This KIP proposes extracting the data format classes currently in the Kafka Connect API module into a standalone module.
Status
Current state: Under Discussion
Discussion thread: here
JIRA: here
Please keep the discussion on the mailing list rather than commenting on the wiki (wiki discussions get unwieldy fast).
Motivation
In the current implementation, data classes are shipped within the connect-api module. So users outside the Kafka Connect world are unwilling to bring unnecessary dependencies, which can prevent broader adoption and integration.

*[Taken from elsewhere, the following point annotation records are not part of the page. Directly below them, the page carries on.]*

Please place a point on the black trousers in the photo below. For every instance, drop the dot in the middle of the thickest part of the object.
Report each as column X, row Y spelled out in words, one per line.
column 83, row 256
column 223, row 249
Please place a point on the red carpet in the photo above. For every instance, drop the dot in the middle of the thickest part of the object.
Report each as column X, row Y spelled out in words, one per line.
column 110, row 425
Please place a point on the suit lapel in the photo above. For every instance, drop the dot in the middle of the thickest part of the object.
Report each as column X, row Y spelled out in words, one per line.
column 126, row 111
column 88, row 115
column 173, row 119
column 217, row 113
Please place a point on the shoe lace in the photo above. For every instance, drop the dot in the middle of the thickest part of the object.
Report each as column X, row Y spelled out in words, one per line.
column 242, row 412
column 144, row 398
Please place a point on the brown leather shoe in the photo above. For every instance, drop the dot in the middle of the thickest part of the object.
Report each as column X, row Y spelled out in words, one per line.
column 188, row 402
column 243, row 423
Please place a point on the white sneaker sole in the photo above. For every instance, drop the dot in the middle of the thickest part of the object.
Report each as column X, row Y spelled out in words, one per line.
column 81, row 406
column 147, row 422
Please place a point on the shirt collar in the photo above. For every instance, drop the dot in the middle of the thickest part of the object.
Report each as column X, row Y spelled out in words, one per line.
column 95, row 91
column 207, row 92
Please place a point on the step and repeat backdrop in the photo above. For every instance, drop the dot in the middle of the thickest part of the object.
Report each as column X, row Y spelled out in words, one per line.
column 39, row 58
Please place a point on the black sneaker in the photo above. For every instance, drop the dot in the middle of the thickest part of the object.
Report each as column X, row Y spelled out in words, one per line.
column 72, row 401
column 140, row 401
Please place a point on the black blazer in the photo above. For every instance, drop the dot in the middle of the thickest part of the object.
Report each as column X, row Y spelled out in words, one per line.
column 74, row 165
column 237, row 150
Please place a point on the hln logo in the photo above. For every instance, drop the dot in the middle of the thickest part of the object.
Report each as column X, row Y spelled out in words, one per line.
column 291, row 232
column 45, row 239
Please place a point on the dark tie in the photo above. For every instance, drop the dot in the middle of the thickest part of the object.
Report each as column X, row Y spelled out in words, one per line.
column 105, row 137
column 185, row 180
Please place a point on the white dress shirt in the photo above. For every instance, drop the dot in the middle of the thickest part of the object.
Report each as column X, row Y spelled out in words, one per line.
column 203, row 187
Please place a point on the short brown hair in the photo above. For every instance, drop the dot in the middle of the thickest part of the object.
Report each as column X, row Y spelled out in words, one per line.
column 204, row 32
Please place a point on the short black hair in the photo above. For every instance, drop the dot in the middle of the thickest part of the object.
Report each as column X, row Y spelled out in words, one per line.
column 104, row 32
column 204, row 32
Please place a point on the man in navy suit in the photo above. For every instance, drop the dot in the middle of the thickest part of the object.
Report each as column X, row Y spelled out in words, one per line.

By moving these classes to a separate module, we can achieve:
- More flexibility for developers
- Developers can now use these data classes outside of Kafka Connect
- It makes it easier to create consistent data models across different applications
- Cleaner project structure
- Allows independent versioning of data format components
- Creates a clearer separation of different parts of the Kafka ecosystem
- Become standard for other tools and frameworks
- It makes it easier for third-party tools to work with Kafka's data models
- Supports a more generic data format
- It helps different streaming platforms work together more smoothly
Public Interfaces
The package org.apache.kafka.connect.data and the classes in it will remain but moved to a separate module.
Proposed Changes
- Create a new module: connect-data
- Move all classes from the package org.apache.kafka.connect.data to this new module
- Move DataException, SchemaBuilderException, SchemaProjectorException from org.apache.kafka.connect.errors to org.apache.kafka.connect.data.errors in the connect-data module
- The DataException will no longer extend ConnectException since now the connect-data can be used also outside Kafka Connect
- Add the new connect-data as a dependency for
- connect-api
- connect-transforms
- connect-json
- connect-file
- connect-runtime
- connect-mirror
- connect-test-plugins
- Jmh-benchmarks
Compatibility, Deprecation, and Migration Plan
Nothing to manage since the change will be backward compatible.
Test Plan
All current tests should be fine to detect any issues.
Rejected Alternatives
None